When an insurance company seeks an impairment rating evaluation it requests that the Workers’ Compensation Bureau appoint a doctor to perform an Impairment Rating Evaluation, or IRE, as it is known.
In simple terms, an IRE is an examination done by a doctor who must follow the latest edition of the American Medical Association’s Guidelines for Permanent Impairment, to determine what percentage of the injured worker’s body is impaired. If that percentage is over 50% then the Claimant’s benefits shall continue to be paid as total disability benefits. If the percentage is less than 50%, the insurance company will have the right to change the Claimant’s benefits from “total” disability status to a “partial” disability status. What this means to the injured worker is that the benefits will now have a 500 week limit. In other words, once an IRE doctor determines that the Claimant is less than 50% impaired, the clock begins ticking on the 500 week timeline. What is important to remember is that an injured worker receiving total disability benefits can potentially receive those benefits for the rest of his or her life, so long as he or she remains disabled.

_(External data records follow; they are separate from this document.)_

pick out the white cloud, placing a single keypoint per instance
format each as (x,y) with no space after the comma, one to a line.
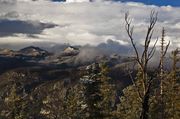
(91,23)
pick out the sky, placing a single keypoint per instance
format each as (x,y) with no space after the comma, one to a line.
(80,22)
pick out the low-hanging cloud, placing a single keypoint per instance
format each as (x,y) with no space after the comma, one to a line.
(91,23)
(12,27)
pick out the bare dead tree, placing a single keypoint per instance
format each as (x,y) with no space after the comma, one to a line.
(164,49)
(176,59)
(143,60)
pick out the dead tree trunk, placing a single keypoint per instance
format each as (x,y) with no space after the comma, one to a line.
(143,60)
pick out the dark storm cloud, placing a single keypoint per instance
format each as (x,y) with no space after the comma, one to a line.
(30,28)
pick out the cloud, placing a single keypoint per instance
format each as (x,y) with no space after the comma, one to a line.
(91,23)
(13,27)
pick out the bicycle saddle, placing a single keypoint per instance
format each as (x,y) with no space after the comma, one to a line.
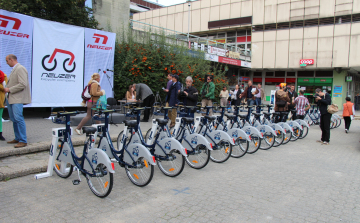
(188,120)
(130,123)
(229,116)
(257,114)
(162,121)
(242,116)
(89,130)
(211,118)
(267,113)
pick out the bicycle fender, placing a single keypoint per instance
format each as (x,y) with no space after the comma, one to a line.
(66,154)
(286,127)
(97,156)
(302,122)
(249,130)
(104,146)
(238,133)
(265,128)
(277,127)
(137,151)
(218,135)
(197,139)
(169,144)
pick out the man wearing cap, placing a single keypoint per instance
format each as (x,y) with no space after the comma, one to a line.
(323,99)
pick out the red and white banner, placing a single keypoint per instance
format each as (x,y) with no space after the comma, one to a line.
(99,58)
(230,61)
(16,32)
(307,61)
(58,64)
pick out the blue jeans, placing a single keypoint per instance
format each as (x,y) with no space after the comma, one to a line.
(16,116)
(258,102)
(250,102)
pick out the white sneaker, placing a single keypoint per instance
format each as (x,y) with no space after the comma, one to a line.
(78,131)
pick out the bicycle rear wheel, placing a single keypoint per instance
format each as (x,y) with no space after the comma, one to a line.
(198,158)
(254,145)
(240,148)
(141,173)
(221,152)
(279,138)
(62,169)
(174,166)
(101,184)
(268,141)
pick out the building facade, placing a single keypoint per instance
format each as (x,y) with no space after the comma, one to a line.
(310,43)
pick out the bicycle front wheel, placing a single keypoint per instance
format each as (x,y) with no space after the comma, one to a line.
(240,148)
(279,138)
(268,141)
(62,169)
(198,158)
(174,166)
(254,145)
(141,173)
(102,182)
(221,152)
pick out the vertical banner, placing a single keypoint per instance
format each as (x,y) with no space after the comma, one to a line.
(99,58)
(58,64)
(16,33)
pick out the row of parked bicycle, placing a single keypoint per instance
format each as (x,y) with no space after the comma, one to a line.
(192,140)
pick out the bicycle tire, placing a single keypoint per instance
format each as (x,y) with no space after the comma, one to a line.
(279,138)
(254,145)
(268,141)
(103,184)
(222,152)
(198,158)
(172,168)
(146,177)
(304,132)
(240,148)
(62,171)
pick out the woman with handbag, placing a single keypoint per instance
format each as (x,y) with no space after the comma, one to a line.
(348,113)
(95,92)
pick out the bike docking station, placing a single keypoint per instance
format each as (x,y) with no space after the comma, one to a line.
(57,134)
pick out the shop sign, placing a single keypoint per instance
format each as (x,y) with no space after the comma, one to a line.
(307,61)
(233,55)
(230,61)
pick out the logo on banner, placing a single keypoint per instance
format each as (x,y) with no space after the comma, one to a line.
(4,23)
(97,38)
(52,63)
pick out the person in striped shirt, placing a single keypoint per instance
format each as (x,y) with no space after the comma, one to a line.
(302,105)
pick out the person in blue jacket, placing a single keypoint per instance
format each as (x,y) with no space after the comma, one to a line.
(172,98)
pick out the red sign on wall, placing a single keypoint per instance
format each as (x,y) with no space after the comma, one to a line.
(307,61)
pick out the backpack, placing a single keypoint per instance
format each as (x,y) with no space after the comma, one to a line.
(85,95)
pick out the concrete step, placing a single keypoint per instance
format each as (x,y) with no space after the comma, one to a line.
(31,159)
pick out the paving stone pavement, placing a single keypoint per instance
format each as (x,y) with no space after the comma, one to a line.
(302,181)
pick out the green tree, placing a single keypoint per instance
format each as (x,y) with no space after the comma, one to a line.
(148,57)
(73,12)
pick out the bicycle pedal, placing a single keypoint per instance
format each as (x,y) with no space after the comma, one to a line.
(76,182)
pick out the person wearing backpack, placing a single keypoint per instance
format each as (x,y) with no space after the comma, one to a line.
(282,102)
(348,113)
(95,93)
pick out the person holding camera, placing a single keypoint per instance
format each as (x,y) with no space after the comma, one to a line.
(190,95)
(282,102)
(207,93)
(323,99)
(172,98)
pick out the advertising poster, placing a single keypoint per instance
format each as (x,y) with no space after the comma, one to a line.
(99,58)
(58,64)
(16,32)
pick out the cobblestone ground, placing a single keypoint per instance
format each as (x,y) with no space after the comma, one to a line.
(302,181)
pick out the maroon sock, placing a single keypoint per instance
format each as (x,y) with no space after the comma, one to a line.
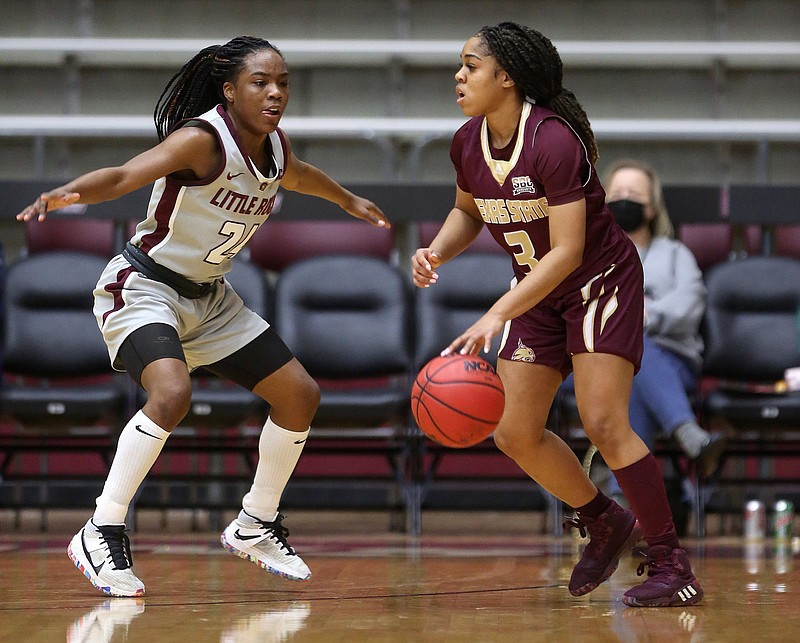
(595,506)
(643,486)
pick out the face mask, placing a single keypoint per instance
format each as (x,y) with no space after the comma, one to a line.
(628,214)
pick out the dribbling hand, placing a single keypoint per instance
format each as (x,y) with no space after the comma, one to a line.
(47,202)
(477,336)
(423,267)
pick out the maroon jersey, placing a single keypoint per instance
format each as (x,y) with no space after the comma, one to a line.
(545,164)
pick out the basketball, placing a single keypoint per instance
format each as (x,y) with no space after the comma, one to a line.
(457,400)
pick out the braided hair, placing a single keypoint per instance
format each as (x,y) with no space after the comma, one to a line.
(533,63)
(197,87)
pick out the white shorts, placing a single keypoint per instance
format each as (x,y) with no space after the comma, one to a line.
(210,328)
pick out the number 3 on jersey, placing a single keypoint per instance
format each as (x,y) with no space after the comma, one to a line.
(527,254)
(238,234)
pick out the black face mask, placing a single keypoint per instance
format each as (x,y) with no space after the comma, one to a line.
(628,214)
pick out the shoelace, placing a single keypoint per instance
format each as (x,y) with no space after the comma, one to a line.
(653,566)
(573,522)
(119,546)
(598,537)
(279,532)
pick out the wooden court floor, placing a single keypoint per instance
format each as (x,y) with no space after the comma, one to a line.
(469,577)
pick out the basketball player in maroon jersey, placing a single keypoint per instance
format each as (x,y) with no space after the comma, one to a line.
(524,165)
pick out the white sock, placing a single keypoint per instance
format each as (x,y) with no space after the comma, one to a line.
(139,445)
(279,450)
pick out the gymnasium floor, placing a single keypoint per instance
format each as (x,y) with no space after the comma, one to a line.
(471,577)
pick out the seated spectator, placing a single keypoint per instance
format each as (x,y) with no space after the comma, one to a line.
(674,306)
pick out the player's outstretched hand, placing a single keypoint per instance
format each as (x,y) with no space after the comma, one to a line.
(424,263)
(47,202)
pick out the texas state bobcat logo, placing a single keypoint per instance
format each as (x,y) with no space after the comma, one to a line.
(522,184)
(523,353)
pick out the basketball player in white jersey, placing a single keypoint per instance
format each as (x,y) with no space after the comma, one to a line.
(164,307)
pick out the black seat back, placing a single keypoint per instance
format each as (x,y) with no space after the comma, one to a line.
(750,328)
(50,330)
(467,287)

However, partial disability benefits, which are more typically collected when the Claimant returns to part-time work, or at a wage that is less than when he or she was making when originally injured, can only be collected for 500 weeks, or approximately 9.6 years. This type of petition has no effect on the Claimant’s medical benefits, however, it impacts the amount of time that the Claimant can continue to receive wage loss benefits.
Claimant’s attorneys can raise defenses to a change to their client’s benefits under an IRE. Probably the most effective defense is that the insurance carrier must meet the threshold criteria that the injured worker has achieved maximum medical improvement. This essentially means that the carrier must show that the impairment is permanent and stabilized and unlikely to change substantially in the next year with or without medical treatment. In simple terms, if the Claimant is a surgical candidate inside of the next 12 months, the insurance carrier would be hard-pressed to show that the Claimant is at maximum medical improvement. Further, there are specific time periods which dictate whether the insurance company must file a specific petition related to an IRE. The technical defenses to this type of petition should be explained by an attorney who is a Certified Specialist in workers’ compensation.
Workers’ compensation practice in Pennsylvania is full of traps for the unwary. An injured worker concerned about his or her wage loss benefits should always consult with an experienced workers’ compensation attorney. Especially when Impairment Rating Exams come into play, a workers’ comp claimant would be wise to consult with legal counsel.